Variants and refinements

  • Modified Arrhenius equation. k = A · Tⁿ · exp(−Ea/RT). The Tⁿ factor captures the slow temperature dependence of A predicted by collision theory and transition-state theory.
  • Eyring equation. The transition-state-theory analogue: k = (k_B·T/h)·exp(−ΔG‡/RT). Replaces Ea with a free energy of activation that splits into ΔH‡ and ΔS‡, separating barrier height from entropic constraints.
  • Marcus theory. For electron-transfer reactions, Ea is given by (λ + ΔG)²/(4λ) where λ is reorganization energy. Predicts the famous "inverted region" where increasing driving force slows the reaction.
  • Tunneling corrections. Light atoms (H, D) can tunnel through the barrier rather than going over. Ea derived from Arrhenius plots of H- vs D-containing reactions reveals tunneling when kH/kD >> 7.

Frequently asked questions

Why does temperature have such a dramatic effect on reaction rate?

Because the fraction of molecules with energy ≥ Ea follows a Boltzmann tail: exp(−Ea/RT). The exponential makes the rate depend supersensitively on T. For Ea = 50 kJ/mol, raising T from 298 K to 308 K (just 10 K) doubles the rate. For Ea = 100 kJ/mol, the same 10 K bump quadruples it. The pre-factor A barely changes; the exp term does almost all the work.

How is Ea different from ΔH of reaction?

Ea is the height of the barrier from reactants to the transition state — a kinetic quantity. ΔH is the energy difference from reactants to products — a thermodynamic quantity. A reaction can be very exothermic (large negative ΔH) yet have a high Ea, in which case it is thermodynamically favorable but kinetically slow. Diamond → graphite is the textbook example: ΔH = −2 kJ/mol but Ea is over 540 kJ/mol, so diamonds last.

How is Ea measured?

Run the reaction at three or more temperatures, fit ln(k) vs 1/T to a straight line. The slope is −Ea/R. Two-point version: Ea = R·ln(k₂/k₁) / (1/T₁ − 1/T₂). Modern instruments do this automatically; a temperature-controlled UV-vis or stopped-flow spectrometer can determine Ea in an afternoon.

Do catalysts change ΔH?

No — they only change Ea. The reactants and products are the same compounds at the same conditions, so the enthalpy difference between them is unchanged. Catalysts open a new path with a lower barrier; the energy of the reactant well and the product well stay where they were. This is why a catalyst can never change the equilibrium constant, only how fast it is reached.

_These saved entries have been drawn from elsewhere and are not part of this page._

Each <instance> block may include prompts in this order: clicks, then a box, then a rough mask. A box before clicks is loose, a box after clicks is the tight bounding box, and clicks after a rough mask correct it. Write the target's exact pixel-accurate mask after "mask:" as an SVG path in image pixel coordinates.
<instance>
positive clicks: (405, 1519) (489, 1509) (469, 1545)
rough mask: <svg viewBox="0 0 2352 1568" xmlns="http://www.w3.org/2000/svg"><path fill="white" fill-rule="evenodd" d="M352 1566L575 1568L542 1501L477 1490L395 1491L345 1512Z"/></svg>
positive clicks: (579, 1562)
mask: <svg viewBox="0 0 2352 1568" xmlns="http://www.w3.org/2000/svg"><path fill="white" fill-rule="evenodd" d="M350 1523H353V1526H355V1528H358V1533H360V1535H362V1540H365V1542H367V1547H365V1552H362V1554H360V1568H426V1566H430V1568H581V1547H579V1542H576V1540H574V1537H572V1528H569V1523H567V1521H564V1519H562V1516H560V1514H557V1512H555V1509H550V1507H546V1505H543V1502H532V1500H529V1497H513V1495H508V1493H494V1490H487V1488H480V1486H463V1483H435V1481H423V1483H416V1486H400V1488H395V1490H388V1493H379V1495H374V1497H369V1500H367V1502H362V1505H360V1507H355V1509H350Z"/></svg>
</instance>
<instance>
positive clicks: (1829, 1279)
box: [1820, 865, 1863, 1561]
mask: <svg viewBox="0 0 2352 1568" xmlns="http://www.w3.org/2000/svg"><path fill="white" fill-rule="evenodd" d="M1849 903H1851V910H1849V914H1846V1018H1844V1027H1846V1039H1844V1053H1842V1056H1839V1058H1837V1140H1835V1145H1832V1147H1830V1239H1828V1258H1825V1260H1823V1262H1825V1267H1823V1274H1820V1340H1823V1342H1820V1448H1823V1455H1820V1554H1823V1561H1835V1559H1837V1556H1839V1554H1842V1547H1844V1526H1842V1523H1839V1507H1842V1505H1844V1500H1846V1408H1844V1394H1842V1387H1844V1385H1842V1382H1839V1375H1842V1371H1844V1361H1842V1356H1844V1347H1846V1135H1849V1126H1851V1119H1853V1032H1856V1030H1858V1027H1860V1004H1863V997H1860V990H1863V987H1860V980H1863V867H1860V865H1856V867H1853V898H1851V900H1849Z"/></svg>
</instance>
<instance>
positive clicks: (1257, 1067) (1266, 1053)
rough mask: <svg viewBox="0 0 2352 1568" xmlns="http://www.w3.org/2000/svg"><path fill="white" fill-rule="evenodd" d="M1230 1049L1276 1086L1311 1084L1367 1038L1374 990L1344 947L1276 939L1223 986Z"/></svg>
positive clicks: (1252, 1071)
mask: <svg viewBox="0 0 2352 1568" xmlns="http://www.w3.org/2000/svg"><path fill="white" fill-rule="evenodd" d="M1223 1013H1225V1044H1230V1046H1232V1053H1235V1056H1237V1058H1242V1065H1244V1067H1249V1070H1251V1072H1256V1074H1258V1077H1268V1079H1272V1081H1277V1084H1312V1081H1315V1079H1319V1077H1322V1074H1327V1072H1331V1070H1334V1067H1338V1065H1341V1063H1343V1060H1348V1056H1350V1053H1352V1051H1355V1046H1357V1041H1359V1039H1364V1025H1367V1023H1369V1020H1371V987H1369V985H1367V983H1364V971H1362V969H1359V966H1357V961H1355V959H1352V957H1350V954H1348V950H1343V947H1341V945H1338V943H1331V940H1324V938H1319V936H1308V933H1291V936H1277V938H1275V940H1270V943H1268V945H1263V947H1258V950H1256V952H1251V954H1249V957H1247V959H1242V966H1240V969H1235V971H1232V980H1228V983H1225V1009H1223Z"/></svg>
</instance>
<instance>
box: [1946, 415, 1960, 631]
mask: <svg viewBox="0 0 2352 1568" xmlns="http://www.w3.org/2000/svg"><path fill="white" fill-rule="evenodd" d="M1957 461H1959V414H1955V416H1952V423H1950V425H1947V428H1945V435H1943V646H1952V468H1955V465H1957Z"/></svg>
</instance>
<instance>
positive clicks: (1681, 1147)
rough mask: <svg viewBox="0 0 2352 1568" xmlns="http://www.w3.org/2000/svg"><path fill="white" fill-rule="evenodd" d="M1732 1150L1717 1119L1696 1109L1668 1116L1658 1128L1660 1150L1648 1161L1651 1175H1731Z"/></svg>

Can activation energy be zero?

Yes, for radical-radical recombinations and some ion-ion gas-phase reactions, Ea can be effectively 0 — every collision succeeds. The rate is then limited only by the collision frequency. Liquid-phase examples include the recombination of solvated electrons. These are the upper-speed-limit reactions in chemistry, with rate constants near 10¹⁰ M⁻¹s⁻¹.

What is the relationship between Ea and bond dissociation energy?

For a reaction whose rate-limiting step breaks a single bond cleanly (e.g. unimolecular decomposition of a peroxide), Ea ≈ BDE of that bond. For most bimolecular reactions, Ea is smaller than the BDE of any one bond because the new bond starts forming as the old one breaks — partial overlap saves energy. The Hammond postulate predicts when the transition state resembles reactants (Ea small) versus products (Ea large).